Außerdem hatte sie nicht so ausgesehen, als sei sie erpicht darauf, sich einen Mann anzulachen, der zwei pubertierende Kinder im Schlepp hatte.
»Seid ihr fertig?«, erkundigte er sich, und als Tim und Maren das wie aus einem Munde bestätigten, rief er: »Gut, dann können wir los.«
Freizeitpark …
Das war etwas, was die Herzen höherschlagen ließ. Maren und Tim waren noch nie so schnell im Auto gewesen.
*
Roberta wusste nicht, was sie tun sollte, und sie ärgerte sich auch über sich selbst, dass sie Nicki nicht zurückgehalten hatte. Aber die war ja wie besessen gewesen, wegzukommen, und sie war erwachsen.

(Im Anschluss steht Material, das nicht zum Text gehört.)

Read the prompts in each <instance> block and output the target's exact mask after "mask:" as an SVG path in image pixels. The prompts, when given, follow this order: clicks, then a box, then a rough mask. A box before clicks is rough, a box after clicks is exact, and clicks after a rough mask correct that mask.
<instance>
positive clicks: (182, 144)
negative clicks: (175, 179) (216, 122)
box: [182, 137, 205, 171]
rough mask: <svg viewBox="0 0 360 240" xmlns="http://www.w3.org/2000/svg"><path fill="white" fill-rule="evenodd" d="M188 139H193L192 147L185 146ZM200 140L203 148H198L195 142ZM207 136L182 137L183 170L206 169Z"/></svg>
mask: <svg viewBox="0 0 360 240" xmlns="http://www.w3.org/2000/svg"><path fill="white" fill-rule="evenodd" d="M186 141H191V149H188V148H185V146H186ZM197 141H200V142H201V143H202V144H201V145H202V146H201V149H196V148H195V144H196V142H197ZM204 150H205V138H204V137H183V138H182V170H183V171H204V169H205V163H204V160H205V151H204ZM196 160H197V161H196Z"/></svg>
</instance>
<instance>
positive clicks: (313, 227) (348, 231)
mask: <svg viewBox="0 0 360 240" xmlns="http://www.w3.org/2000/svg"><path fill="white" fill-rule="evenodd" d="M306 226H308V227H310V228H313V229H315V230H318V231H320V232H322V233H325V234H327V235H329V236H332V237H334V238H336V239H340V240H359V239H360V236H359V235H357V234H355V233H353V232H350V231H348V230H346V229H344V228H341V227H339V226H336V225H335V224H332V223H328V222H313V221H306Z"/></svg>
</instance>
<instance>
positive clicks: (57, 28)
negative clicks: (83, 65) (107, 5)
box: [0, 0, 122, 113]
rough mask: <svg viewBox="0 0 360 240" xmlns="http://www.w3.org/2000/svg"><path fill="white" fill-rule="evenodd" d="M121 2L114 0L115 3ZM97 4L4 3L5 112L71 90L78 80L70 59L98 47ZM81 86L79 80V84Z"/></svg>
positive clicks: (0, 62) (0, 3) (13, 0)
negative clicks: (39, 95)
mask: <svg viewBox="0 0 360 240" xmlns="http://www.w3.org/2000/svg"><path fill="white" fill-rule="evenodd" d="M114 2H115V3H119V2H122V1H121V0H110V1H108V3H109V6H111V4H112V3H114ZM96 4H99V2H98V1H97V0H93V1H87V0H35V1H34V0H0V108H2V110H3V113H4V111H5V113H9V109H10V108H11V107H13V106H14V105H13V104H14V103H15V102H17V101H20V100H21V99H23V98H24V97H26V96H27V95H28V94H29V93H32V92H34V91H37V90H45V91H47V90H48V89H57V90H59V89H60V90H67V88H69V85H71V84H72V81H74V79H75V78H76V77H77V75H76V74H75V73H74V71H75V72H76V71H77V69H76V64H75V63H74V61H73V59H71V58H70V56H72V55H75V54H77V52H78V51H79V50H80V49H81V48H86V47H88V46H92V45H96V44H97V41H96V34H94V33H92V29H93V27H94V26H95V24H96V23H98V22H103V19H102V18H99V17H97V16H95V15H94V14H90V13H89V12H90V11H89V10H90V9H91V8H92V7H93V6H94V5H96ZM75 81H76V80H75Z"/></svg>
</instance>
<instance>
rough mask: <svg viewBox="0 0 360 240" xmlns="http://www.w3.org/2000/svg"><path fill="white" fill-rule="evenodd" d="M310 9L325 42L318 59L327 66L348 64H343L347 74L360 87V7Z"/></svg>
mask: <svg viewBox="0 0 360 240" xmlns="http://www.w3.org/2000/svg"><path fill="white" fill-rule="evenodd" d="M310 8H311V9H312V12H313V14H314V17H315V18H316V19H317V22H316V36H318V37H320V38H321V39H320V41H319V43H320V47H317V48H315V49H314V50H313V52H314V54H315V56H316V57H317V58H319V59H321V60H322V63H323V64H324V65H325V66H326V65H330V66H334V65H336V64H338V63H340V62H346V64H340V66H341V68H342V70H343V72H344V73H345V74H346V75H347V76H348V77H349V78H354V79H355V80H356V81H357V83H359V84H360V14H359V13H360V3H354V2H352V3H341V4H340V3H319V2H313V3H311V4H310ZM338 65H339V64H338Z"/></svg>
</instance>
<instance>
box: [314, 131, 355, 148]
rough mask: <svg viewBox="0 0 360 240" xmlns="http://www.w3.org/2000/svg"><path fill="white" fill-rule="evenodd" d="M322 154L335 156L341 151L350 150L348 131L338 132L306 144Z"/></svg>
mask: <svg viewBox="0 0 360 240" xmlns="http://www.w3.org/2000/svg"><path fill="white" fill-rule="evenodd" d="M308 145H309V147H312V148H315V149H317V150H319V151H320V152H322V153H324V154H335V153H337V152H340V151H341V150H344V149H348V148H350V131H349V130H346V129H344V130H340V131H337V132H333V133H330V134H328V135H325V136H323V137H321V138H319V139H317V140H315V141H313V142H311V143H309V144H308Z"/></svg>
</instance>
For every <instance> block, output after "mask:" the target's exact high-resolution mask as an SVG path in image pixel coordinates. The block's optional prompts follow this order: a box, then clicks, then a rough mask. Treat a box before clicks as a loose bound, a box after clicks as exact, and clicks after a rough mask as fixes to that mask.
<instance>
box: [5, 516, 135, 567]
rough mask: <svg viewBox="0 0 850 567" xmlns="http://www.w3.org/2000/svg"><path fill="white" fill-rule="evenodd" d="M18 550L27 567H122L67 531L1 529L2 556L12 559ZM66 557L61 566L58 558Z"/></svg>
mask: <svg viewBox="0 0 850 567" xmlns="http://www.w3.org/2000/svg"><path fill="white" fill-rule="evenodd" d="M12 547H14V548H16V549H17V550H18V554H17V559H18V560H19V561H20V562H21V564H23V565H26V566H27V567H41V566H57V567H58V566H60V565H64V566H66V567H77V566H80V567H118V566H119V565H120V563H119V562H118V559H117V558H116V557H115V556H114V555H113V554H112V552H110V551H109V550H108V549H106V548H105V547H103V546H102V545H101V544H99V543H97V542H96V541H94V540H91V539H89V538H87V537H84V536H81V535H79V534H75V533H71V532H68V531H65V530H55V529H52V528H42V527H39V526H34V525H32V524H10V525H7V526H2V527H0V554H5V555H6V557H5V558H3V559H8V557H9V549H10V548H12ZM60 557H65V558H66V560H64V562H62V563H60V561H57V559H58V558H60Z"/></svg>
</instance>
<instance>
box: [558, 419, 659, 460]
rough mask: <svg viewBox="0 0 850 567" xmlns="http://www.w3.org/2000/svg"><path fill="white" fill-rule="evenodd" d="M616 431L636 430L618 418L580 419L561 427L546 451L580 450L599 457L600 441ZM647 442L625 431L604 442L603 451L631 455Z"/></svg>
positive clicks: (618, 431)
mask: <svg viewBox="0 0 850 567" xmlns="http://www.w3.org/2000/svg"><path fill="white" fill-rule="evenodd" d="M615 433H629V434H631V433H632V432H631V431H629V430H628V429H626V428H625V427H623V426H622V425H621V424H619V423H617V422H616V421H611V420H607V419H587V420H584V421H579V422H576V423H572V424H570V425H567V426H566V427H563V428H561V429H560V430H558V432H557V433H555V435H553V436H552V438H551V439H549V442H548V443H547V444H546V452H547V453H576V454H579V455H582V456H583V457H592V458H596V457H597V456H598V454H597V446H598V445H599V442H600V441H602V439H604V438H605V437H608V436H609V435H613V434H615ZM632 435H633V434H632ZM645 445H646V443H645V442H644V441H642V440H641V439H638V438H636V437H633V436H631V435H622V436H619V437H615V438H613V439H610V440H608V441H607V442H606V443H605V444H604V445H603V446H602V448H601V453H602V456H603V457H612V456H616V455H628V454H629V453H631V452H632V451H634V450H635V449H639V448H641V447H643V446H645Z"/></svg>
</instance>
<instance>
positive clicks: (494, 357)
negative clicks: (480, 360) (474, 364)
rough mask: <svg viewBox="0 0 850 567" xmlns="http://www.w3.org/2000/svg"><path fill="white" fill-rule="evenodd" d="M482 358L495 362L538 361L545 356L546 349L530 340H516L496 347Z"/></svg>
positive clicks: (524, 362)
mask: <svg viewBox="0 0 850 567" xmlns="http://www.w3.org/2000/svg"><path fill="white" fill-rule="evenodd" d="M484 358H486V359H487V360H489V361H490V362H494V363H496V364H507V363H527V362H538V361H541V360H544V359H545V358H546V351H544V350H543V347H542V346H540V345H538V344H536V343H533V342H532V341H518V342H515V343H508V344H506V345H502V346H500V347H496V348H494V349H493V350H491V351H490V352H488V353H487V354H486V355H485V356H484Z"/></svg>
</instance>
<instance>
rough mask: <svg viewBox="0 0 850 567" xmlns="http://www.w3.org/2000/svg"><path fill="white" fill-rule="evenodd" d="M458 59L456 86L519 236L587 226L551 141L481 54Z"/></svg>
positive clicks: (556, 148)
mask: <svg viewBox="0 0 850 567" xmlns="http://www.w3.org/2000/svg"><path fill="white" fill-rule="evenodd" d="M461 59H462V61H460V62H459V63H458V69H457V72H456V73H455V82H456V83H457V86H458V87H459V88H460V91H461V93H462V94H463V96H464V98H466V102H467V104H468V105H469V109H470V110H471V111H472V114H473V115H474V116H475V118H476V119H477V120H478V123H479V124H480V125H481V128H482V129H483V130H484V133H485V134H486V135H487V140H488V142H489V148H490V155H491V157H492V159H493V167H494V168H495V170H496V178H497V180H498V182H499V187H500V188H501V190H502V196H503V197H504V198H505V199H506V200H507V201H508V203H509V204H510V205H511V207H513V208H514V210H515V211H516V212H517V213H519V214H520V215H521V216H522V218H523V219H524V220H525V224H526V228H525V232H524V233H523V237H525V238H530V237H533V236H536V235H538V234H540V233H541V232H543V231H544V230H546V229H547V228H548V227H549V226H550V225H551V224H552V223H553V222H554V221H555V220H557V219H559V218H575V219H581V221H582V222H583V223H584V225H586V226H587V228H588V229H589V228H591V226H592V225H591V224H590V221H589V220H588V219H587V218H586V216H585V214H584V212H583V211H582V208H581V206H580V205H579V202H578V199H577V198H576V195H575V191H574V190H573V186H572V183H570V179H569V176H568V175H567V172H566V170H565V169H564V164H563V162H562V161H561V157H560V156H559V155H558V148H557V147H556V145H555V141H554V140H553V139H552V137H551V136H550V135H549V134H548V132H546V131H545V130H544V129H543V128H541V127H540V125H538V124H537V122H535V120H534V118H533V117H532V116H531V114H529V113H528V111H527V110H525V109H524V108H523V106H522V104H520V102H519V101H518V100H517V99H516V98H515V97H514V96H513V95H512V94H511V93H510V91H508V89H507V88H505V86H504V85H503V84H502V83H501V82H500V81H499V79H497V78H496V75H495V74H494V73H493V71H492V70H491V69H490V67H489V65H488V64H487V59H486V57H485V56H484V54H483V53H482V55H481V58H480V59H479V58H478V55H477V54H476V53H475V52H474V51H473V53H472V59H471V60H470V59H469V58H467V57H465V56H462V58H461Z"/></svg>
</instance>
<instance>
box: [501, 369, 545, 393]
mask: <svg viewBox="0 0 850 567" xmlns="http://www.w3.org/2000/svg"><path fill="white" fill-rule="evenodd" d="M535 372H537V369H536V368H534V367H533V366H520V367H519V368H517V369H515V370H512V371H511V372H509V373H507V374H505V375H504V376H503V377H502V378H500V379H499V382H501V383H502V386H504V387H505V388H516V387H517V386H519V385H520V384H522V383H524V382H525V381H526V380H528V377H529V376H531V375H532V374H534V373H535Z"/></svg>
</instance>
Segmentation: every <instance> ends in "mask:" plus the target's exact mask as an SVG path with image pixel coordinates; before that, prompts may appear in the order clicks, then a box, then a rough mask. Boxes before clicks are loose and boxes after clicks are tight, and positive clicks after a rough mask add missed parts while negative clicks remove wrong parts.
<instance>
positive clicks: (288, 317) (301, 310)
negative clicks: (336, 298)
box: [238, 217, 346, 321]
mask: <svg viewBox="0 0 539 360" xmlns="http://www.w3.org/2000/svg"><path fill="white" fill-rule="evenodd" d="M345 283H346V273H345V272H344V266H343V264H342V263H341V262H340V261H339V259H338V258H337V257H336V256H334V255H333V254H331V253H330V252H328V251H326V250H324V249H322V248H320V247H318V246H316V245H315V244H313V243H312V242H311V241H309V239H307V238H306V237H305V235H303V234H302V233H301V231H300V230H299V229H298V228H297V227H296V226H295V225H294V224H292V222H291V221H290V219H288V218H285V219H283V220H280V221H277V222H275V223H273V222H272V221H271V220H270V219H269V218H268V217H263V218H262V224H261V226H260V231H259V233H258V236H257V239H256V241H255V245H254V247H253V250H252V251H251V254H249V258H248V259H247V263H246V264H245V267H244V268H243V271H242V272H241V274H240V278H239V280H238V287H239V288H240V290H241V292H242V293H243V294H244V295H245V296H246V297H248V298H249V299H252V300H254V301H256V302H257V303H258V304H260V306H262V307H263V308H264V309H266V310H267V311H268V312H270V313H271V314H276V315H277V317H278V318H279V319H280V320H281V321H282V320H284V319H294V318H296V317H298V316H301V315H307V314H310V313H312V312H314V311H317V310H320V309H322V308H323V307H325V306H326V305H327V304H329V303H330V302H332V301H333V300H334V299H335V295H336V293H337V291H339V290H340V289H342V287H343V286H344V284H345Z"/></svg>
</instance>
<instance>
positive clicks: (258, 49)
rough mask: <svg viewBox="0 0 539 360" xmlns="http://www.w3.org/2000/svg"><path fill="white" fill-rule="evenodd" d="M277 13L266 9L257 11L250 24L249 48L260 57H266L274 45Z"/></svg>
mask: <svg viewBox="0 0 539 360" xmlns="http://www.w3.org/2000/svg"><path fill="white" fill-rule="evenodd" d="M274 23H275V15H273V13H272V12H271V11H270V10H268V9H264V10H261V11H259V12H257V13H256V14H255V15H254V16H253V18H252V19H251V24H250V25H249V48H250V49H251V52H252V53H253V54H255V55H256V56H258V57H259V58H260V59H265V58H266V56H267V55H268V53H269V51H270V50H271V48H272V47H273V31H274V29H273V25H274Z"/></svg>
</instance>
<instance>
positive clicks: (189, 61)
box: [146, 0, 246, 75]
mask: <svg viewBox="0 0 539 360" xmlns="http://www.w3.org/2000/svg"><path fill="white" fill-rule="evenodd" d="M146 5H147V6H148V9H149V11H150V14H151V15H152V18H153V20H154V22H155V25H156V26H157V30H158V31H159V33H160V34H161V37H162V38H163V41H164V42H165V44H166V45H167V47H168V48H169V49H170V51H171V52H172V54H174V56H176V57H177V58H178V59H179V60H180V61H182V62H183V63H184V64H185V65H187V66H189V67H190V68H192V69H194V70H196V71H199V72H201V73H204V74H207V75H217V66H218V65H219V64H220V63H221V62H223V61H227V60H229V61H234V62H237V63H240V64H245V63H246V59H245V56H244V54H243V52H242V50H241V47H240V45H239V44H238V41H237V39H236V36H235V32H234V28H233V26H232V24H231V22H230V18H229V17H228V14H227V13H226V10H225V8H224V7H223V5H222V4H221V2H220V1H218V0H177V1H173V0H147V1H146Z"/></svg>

Roberta hätte ihrer Freundin nicht befehlen können zu bleiben.
Und jetzt saß sie am Telefon und versuchte immerfort, Nicki zu erreichen, die ihr Handy übrigens ausgeschaltet hatte.
Sie wollte mit niemandem reden, auch mit ihr nicht.
Irgendwie hatte sie alles überrollt. Wer hätte auch ahnen können, dass der Graf Hilgenberg der von Nicki gesuchte Mathias war. Da passte nichts zusammen, und aus dem Grund wäre es auch besser gewesen, Nicki hätte nicht fluchtartig das Haus verlassen, sondern sie hätten sich ausführlich über alles unterhalten. Und da gab es Gesprächsbedarf.
Jetzt half es nicht, herumzujammern. Sie konnte nur hoffen, dass Nicki gesund zu Hause ankam und dass sie nichts Unüberlegtes tat.
Roberta blickte auf ihre Armbanduhr.
Nicki hätte längst zu Hause sein müssen.
Ihre Unruhe wuchs, und sie bedauerte unendlich, dass Lars nicht daheim war. Er verstand es ganz wunderbar, einem die Sorgen zu nehmen. Vielleicht hätte Nicki sogar auf ihn gehört.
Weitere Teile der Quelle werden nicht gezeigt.